If you've never done a module install from CPAN before, you might want to do a:
sudo perl -MCPAN -e shell
first to setup CPAN access.

It's fun to add it to login profiles, web pages and mail signatures.

---
Mind the gap...

[ Reply to This | # ]

Errors in LOTR Timeline
Authored by: leejoramo on Jan 13, '04 02:22:17PM
This hint shows that the destruction of the Ring occurred:

03/18 Destruction of the Ring (LOTR)

but in fact it occurred on March 25th.

Lee Joramo

[ Reply to This | # ]
Errors in LOTR Timeline
Authored by: derrickbass on Jan 14, '04 02:04:41AM

Well, there are differences between "Shire Reckoning" and the modern calendar (which is discussed at great length in Appendix D of the trilogy). Basically, all their months were 30 days long and extra holidays were added at various points of the year to fill out the calendar. Moreover, the year did not start at the same point as ours. According to the appendix "our New Year's Day corresponded more or less to the Shire January 9."

So, Shire March 25 occurs 76 days after our New Year's (30 + 30 + 25-9), which gets you March 18. I think.

QED.

Now back to real work.



[ Reply to This | # ]
Complete LOTR Chronology
Authored by: Mike Perry on Jan 13, '04 04:28:22PM
Egads, I hope the Tolkien estate doesn't get wind of this, start acting like SCO about Linux, and file a copyright infringement lawsuit against this innocent bit of fun. I spent almost a year in Seattle's federal court fighting their absurd claim that only they can publish a chronology or other reference to LOTR. Faced with the distinct possibility of losing at the summary judgment stage, they settled out-of-court last spring.

If you're interested, Untangling Tolkien, the first book-length (251 page) chronology of LOTR, is out and selling on Amazon.com and elsewhere. You can get more details at http://www.inklingbooks.com/

If someone would like to create useful software with a LOTR theme, I'd be happy to agree to the use of material from the book. Just contact me through the website above.

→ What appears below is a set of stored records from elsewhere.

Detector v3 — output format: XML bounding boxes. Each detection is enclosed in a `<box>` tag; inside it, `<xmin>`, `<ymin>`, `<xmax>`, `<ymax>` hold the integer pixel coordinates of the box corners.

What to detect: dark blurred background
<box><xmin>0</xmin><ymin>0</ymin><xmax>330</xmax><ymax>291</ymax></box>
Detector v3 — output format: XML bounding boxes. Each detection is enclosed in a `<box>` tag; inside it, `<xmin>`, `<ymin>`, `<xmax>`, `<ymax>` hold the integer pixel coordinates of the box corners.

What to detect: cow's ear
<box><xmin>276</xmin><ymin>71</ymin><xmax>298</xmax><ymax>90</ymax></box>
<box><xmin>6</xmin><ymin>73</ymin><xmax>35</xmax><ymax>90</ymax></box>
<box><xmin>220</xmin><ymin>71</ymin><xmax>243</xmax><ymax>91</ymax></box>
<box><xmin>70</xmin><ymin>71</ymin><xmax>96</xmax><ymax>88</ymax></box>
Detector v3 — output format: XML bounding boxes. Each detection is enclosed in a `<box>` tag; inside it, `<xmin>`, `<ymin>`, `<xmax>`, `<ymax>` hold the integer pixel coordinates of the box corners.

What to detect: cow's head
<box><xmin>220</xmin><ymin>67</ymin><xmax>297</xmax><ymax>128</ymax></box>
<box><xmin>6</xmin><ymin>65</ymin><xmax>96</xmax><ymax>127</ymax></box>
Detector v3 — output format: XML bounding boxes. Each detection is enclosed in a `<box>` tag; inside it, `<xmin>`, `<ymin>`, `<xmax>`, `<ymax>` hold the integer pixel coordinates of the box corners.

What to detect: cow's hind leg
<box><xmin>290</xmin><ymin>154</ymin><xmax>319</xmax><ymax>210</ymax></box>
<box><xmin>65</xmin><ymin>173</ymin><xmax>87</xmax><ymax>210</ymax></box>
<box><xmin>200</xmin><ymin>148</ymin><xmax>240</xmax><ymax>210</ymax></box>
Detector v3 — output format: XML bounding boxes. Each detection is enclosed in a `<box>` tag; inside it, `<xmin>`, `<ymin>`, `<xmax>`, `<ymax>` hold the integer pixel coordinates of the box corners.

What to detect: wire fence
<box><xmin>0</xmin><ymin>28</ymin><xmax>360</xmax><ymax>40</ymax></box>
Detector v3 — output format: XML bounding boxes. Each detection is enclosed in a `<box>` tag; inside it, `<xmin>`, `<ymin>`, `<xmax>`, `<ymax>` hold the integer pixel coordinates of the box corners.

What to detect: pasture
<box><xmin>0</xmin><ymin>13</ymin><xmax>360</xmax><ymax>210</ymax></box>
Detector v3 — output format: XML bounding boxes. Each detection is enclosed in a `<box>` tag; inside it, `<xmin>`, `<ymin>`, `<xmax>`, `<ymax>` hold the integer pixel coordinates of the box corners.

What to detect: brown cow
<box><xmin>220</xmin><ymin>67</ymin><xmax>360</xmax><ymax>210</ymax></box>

One person has floated the idea for a Shire calendar.

If you live near Seattle, you can hear Gimli/John Rhys-Davis speak this Saturday. (Details at www.discovery.org). I'll be at a table signing copies of the book. Good thing I was asked. The tickets are a bit pricey ($30) for my budget.

--Mike Perry

[ Reply to This | # ]

View a Lord of the Rings timeline easter egg in calendar
Authored by: Spartacus on Jan 15, '04 05:14:49AM

They thoroughly misspelled King Elessar's name, though.